The job involved a protection relationship between the source volume cluster2_src_vol2 on the virtual server cluster2_src_svm and the destination volume managed_svc2_vol3 on the virtual server named cluster3_dst_svm.
A Snapshot copy job failed for 0426cluster2_src_vol2snap on the source volume cluster2_src_svm:/cluster2_src_vol2.

In this scenario, you can identify the cause and potential corrective actions of the job failure.

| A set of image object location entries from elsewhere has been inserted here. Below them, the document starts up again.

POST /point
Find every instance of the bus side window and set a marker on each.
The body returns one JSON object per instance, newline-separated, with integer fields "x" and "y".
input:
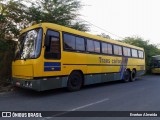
{"x": 52, "y": 44}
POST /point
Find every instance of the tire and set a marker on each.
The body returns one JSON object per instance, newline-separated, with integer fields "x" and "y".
{"x": 127, "y": 76}
{"x": 133, "y": 76}
{"x": 74, "y": 81}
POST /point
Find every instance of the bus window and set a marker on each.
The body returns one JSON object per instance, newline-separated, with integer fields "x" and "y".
{"x": 126, "y": 51}
{"x": 69, "y": 42}
{"x": 134, "y": 53}
{"x": 90, "y": 46}
{"x": 97, "y": 46}
{"x": 109, "y": 49}
{"x": 52, "y": 50}
{"x": 80, "y": 45}
{"x": 117, "y": 50}
{"x": 140, "y": 54}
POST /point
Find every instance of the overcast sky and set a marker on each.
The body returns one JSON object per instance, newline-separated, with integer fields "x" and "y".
{"x": 124, "y": 18}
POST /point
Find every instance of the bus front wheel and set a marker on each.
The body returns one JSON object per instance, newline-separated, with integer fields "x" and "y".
{"x": 74, "y": 81}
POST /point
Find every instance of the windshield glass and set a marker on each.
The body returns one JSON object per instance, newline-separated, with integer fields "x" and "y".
{"x": 29, "y": 44}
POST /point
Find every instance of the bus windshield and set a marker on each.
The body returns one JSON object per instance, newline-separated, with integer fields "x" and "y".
{"x": 29, "y": 44}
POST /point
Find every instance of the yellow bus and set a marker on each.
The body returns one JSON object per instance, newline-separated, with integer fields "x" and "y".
{"x": 155, "y": 64}
{"x": 51, "y": 56}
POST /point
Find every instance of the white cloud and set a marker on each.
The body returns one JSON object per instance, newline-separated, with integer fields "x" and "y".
{"x": 124, "y": 17}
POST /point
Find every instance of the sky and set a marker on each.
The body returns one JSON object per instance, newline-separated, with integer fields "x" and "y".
{"x": 123, "y": 18}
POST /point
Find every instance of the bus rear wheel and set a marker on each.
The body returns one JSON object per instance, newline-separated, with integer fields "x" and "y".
{"x": 133, "y": 76}
{"x": 126, "y": 76}
{"x": 74, "y": 81}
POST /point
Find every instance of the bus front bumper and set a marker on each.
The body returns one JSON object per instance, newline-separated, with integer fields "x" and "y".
{"x": 40, "y": 84}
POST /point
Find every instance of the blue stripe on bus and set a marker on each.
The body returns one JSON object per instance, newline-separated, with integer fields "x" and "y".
{"x": 52, "y": 64}
{"x": 52, "y": 68}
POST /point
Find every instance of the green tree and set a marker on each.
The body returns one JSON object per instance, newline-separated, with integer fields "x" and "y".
{"x": 150, "y": 49}
{"x": 104, "y": 36}
{"x": 62, "y": 12}
{"x": 19, "y": 14}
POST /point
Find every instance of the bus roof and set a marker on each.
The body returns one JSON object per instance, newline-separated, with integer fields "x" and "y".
{"x": 156, "y": 56}
{"x": 80, "y": 33}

However, resolving the failure requires that you access either the System Manager web UI or the ONTAP CLI commands.

Steps

You review the error message and determine that a Snapshot copy job failed on the source volume, indicating that there is probably a problem with your source volume.

Optionally, you could click the Job Details link at the end of the error message, but for the purposes of this scenario, you choose not to do that.
You decide that you want to try to resolve the event, so you do the following:
1. Click the Assign To button and select Me from the menu.
2. Click the Acknowledge button so that you do not continue to receive repeat alert notifications, if alerts were set for the event.
3. Optionally, you can also add notes about the event.
Click the Source field in the Summary pane to see details about the source volume.

The Source field contains the name of the source object: in this case, the volume on which the Snapshot copy job was scheduled.

The Health/Volume details page displays for cluster2_src_vol2, showing the content of the Protection tab.
Looking at the protection topology graph, you see an error icon associated with the first volume in the topology, which is the source volume for the SnapMirror relationship.

You also see the horizontal bars in the source volume icon, indicating the warning and error thresholds set for that volume.
You place your cursor over the error icon to see the pop-up dialog box that displays the threshold settings and see that the volume has exceeded the error threshold, indicating a capacity issue.
Click the Capacity tab.

Capacity information about volume cluster2_src_vol2 displays.
In the Capacity pane, you see that there is an error icon in the bar graph, again indicating that the volume capacity has surpassed the threshold level set for the volume.
Below the capacity graph, you see that volume autogrow has been disabled and that a volume space guarantee has been set.

You could decide to enable autogrow, but for the purposes of this scenario, you decide to investigate further before making a decision about how to resolve the capacity problem.
You scroll down to the Events list and see that Protection Job Failed, Volume Days Until Full, and Volume Space Full events were generated.
In the Events list, you click the Volume Space Full event to get more information, having decided that this event seems most relevant to your capacity issue.

The Event details page displays the Volume Space Full event for the source volume.
In the Summary area, you read the Cause field for the event: The full threshold set at 90% is breached. 45.38 MB (95.54%) of 47.50 MB is used.
Below the Summary area, you see Suggested Corrective Actions.

The Suggested Corrective Actions display only for some events, so you do not see this area for all types of events.

You click through the list of suggested actions that you might perform to resolve the Volume Space Full event:
- Enable autogrow on this volume.
- Resize the volume.
- Enable and run deduplication on this volume.
- Enable and run compression on this volume.
You decide to enable autogrow on the volume, but to do so, you must determine the available free space on the parent aggregate and the current volume growth rate:
1. Look at the parent aggregate, cluster2_src_aggr1, in the Related Devices pane.
  
  You can click the name of the aggregate to get further details about the aggregate.
  
  You determine that the aggregate has sufficient space to enable volume autogrow.
2. At the top of the page, look at the icon indicating a critical incident and review the text below the icon.
  
  You determine that "Days to Full: Less than a day | Daily Growth Rate: 5.4%".
Go to System Manager or access the ONTAP CLI to enable the volume autogrow option.

Make note of the names of the volume and aggregate so you have them available when enabling autogrow.
After resolving the capacity issue, return to the Unified ManagerEvent details page and mark the event as resolved.